On Monday, Chipimo told News Diggers! that it was outside the mandate of the JCC to comment on the ruling of the ConCourt, regarding the interpretation of 14 days in the presidential election petition.

When reminded by the reporter that the JCC did not overrule the decision by the ConCourt but merely commented on the interpretation of 14 days, Chipimo, who is a respected Lusaka lawyer insisted that the JCC had no authority over the ConCourt.

“They can only make a comment about the ruling in so far as they are investigating whether there was competence in how that determination was made but they can’t pass a decision on something that is only within the mandate of the Constitutional Court to decide. They cannot turn around and say the ConCourt was wrong in its decision. All they can say is how did they arrive at that decision whether right or wrong. If they arrived at it in a wrong way through misconduct or incompetence, then they have a role to play but they can’t say that ‘they decided this, therefore they were wrong’ because the court is the final determinant on an issue, the Constitution is quite clear about that. The mandate is not given to the JCC, it is given to the Constitutional Court,” Chipimo said on Monday.

But yesterday when he featured on a Hot FM Radio programme, the NAREP leader apologised for making a hasty comment before reading the contents of the JCC ruling.

First of all, I must apologise to the JCC because yesterday I was asked by someone to comment on their ruling. And I made a comment without looking fully at the ruling that was made by JCC, which is very uncharacteristic of me. What I was relying on were some of the press statements that the JCC contradicted the ruling of the Constitutional Court,” Chipimo said.

“But actually, when you look at the full ruling of the actual decision, what you find is that the JCC did not contradict the Constitutional Court at all. In fact at all points they said there was no misconduct they said that there was a proper interpretation of the 14 days this is all within the ruling you can read it.”

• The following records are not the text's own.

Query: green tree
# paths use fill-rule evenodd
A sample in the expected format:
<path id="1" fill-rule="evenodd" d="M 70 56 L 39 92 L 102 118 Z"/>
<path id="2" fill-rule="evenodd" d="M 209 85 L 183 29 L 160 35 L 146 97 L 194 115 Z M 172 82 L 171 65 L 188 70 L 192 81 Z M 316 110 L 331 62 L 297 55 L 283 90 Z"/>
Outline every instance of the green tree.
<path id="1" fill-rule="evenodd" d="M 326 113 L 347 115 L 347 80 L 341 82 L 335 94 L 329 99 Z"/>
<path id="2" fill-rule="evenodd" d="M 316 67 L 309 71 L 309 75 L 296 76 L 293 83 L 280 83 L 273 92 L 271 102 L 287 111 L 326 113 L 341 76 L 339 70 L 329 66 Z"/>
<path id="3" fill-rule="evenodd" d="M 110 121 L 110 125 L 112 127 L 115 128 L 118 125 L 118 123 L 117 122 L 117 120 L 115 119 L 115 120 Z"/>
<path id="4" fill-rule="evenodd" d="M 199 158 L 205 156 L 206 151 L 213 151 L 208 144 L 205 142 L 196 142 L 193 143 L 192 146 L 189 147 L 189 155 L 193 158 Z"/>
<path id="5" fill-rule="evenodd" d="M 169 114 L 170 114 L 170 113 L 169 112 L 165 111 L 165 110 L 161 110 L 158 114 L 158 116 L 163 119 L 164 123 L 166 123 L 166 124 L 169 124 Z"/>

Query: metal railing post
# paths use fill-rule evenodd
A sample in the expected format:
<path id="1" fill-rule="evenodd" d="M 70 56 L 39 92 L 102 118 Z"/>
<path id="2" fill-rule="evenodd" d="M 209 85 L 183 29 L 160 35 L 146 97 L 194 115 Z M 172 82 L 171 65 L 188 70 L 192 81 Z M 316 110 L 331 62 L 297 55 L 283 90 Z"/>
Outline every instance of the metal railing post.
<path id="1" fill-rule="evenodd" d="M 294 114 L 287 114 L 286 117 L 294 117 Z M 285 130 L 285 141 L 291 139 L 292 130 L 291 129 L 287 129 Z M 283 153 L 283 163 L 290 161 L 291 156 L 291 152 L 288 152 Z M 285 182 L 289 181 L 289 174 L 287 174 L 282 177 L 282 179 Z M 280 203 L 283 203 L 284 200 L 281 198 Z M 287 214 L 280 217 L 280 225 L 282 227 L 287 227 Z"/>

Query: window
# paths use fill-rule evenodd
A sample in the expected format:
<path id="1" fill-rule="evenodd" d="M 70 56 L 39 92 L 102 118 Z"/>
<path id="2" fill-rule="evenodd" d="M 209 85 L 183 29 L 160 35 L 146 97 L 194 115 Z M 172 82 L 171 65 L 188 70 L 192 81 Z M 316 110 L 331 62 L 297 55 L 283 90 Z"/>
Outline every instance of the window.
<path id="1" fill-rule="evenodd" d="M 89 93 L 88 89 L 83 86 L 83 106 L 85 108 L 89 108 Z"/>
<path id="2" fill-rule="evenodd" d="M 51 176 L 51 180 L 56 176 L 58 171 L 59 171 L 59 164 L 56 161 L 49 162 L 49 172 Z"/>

He agreed with the JCC ruling that a single act of inconsistence could not amount to incompetence.

“In fact [on] page 40, it’s very very clear what they point out. The ruling says ‘we wish to state that one incidence of inconsistence cannot amount to incompetency let alone an act of gross misconduct so the alleged freak flocking by the respondent – meaning the court – did not amount to incompetent of gross misconduct by them’. Each of the grounds that were raised actually said this petition or this appeal to the JCC does not stand,” he said.

Chipimo however said although the Constitution considered weekends in the interpretation of 14 days in which to hear a presidential election petition, it was unfortunate that the ConCourt did not sit on Saturdays and Sundays.

“The issue that they raised however is that, and this is an issue which there could be a debate; they are saying that the 14 days was properly interpreted but there was a concern to them that the petitioners were denied 4 days. This was because including Saturday and Sunday within the 14 days, while it was correct under the constitution, the fact that the court did not actually sit on Saturdays and Sundays did in some way deprive the petitioners to have more time for the petition to be heard,” said Chipimo.

“However, they did not state that that amounted to misconduct. They were just saying that they should have offered themselves to say ‘we will also sit on these days because 14 days finishes on the 2nd of September’.”